Pertis produces a rich, velvety sound and devotes considerable attention to the sensitive voicing of chords. In the slow movement of the "Pathetique," for instance, Beethoven's noble lyricism was held aloft by carefully calibrated, nuanced textures in the accompaniment, to beautiful effect. For all his emphasis on tone production, Pertis seemed little concerned with articulation strategies -- the varied attack and release of individual notes.
The three Chopin dances, including the famous C-sharp Minor and "Minute" waltzes of Op. 64, were rhythmically destabilized by a curiously eccentric rubato. And the richly imaginative, fleeting impressions and character sketches that constitute Schumann's "Carnaval" threatened to jump the tracks due to unbridled accelerations and quixotic halts. Indeed, some of the more technically challenging movements, such as "Reconnaissance" and "Paganini," were little more than blurs of notes swamped with pedal.
One hopes that, as he relaxes into a schedule of regular performances, Pertis will free himself of the mannerisms displayed in this recital to cultivate a more centered and direct interpretive approach.
-- Patrick Rucker
Smithsonian Chamber Orchestra
Kenneth Slowik is a gift to music.
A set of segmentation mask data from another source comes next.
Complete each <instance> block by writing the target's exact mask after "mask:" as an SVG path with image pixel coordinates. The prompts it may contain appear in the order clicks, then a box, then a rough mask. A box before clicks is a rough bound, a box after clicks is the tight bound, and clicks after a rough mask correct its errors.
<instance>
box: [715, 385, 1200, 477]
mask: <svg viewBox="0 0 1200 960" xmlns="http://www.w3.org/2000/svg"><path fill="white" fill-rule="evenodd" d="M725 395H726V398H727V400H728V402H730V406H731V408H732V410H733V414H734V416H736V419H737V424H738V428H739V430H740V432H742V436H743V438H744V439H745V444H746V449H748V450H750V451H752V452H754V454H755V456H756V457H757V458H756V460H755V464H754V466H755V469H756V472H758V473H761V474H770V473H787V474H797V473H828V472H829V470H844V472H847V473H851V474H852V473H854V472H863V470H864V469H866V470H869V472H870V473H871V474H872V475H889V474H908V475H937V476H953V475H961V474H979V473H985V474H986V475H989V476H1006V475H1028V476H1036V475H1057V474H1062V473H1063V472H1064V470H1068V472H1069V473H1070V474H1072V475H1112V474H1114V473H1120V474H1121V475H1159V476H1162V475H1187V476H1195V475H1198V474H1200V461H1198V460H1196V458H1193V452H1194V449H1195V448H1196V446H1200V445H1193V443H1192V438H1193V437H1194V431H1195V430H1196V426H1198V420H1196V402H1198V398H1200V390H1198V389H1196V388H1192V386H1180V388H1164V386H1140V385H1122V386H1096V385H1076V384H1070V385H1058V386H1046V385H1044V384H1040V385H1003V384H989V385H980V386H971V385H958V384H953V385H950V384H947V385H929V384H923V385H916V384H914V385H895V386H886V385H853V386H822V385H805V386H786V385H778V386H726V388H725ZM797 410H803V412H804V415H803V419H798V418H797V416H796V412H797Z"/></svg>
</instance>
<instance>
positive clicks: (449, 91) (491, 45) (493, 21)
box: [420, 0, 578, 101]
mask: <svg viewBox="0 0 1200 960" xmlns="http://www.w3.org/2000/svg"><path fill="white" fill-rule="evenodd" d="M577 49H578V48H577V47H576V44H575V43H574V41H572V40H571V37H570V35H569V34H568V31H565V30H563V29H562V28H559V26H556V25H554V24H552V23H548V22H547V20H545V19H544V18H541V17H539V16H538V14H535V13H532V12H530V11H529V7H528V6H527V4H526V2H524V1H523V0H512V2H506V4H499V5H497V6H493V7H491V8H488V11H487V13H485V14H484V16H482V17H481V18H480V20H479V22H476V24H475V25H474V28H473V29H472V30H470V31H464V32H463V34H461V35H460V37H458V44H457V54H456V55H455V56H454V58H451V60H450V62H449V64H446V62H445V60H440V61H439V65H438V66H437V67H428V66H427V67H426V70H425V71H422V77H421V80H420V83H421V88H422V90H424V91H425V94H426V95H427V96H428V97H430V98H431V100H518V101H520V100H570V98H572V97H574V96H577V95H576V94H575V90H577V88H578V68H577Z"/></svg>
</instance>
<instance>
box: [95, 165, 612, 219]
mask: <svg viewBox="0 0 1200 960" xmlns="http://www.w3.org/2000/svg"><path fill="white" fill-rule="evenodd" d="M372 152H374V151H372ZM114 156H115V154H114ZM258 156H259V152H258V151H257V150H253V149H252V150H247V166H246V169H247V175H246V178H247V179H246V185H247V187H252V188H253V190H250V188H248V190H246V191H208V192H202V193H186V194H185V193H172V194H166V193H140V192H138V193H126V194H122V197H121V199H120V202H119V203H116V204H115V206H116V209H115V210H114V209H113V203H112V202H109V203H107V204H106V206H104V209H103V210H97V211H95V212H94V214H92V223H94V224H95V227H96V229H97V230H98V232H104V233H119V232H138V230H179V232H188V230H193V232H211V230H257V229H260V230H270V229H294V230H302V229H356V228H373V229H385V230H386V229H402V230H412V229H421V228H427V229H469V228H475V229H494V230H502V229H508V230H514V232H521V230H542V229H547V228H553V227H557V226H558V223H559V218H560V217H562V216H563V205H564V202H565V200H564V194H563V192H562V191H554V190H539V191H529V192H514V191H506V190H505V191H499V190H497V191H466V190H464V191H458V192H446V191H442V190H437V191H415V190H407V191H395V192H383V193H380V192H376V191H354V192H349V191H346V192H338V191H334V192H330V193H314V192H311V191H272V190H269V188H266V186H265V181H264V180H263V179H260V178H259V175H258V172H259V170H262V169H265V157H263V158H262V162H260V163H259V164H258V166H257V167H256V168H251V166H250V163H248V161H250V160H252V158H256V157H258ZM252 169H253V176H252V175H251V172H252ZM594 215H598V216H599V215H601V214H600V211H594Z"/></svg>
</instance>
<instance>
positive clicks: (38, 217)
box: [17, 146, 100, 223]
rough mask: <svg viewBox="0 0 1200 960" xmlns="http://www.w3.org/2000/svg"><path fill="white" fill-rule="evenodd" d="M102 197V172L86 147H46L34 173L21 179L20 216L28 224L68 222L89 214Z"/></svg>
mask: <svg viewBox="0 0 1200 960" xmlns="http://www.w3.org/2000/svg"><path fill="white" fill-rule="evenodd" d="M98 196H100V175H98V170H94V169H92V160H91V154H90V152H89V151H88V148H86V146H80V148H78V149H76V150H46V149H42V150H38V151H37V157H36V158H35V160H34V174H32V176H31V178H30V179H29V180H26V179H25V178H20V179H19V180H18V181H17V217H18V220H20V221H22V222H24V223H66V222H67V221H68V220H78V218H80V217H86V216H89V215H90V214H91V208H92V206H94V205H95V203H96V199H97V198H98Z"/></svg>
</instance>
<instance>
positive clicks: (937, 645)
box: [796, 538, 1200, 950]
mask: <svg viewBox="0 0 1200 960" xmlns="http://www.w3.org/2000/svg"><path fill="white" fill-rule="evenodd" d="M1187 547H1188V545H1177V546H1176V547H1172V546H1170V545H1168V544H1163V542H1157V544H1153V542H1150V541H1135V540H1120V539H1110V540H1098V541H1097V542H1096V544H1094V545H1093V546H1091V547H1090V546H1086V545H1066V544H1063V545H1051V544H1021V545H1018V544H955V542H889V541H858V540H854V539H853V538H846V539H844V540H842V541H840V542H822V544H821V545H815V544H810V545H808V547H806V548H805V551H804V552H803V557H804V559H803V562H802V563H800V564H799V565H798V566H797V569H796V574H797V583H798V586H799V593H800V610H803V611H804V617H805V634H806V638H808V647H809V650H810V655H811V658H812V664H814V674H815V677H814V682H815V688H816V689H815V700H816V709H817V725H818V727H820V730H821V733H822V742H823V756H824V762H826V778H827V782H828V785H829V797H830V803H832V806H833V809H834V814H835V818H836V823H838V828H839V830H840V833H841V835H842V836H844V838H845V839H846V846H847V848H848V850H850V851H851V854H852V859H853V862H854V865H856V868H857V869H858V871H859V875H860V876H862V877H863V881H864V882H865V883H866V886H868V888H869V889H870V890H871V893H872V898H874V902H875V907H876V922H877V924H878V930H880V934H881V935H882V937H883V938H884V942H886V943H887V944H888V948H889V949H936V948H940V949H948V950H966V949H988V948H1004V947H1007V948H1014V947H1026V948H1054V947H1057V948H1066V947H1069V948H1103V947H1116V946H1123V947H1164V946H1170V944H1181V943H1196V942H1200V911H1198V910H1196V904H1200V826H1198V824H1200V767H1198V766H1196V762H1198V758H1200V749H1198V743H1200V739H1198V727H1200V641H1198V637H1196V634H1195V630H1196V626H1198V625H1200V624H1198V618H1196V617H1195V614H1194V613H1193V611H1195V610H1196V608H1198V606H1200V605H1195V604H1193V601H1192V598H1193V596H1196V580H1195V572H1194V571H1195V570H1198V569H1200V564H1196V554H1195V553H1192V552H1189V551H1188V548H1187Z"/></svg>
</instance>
An energetic polymath, Slowik pokes and prods each score as scholar, player or -- as at the Renwick Gallery on Sunday evening with the Smithsonian Chamber Orchestra -- conductor. The group reveled in string essays from the 20th century, playing with the intimacy of a chamber ensemble and the full-bodied warmth of an orchestra.
Slowik is a master of transcription, finding novel rearrangements that lay bare the central qualities that make music go. It is typically an act of reduction, paring down a many-instrumented piece to more tailored and revealing proportions. Yet, in Shostakovich's String Quartet No. 8, the process went in reverse, with almost two dozen strings filling the Grand Salon. The musicians turned this gripping piece into a cri de coeur from an artist living under a totalitarian regime. After the sighs from the cellos at the opening bars, Slowik drew out poignant sounds from each section with overlapping themes clashing and then dying. What the enlarged forces missed in detail and dexterity, they made up in richness and sheer volume.
Such luminosity carried into Strauss's elegiac "Metamorphosen," which came off as an act of musical escape. Otherworldly melodies grew in shape and texture into pools of sound, dark and deep. Bartok's Divertimento received a reading of contrasting exuberance and pluck with zesty folk themes and lilting rhythms.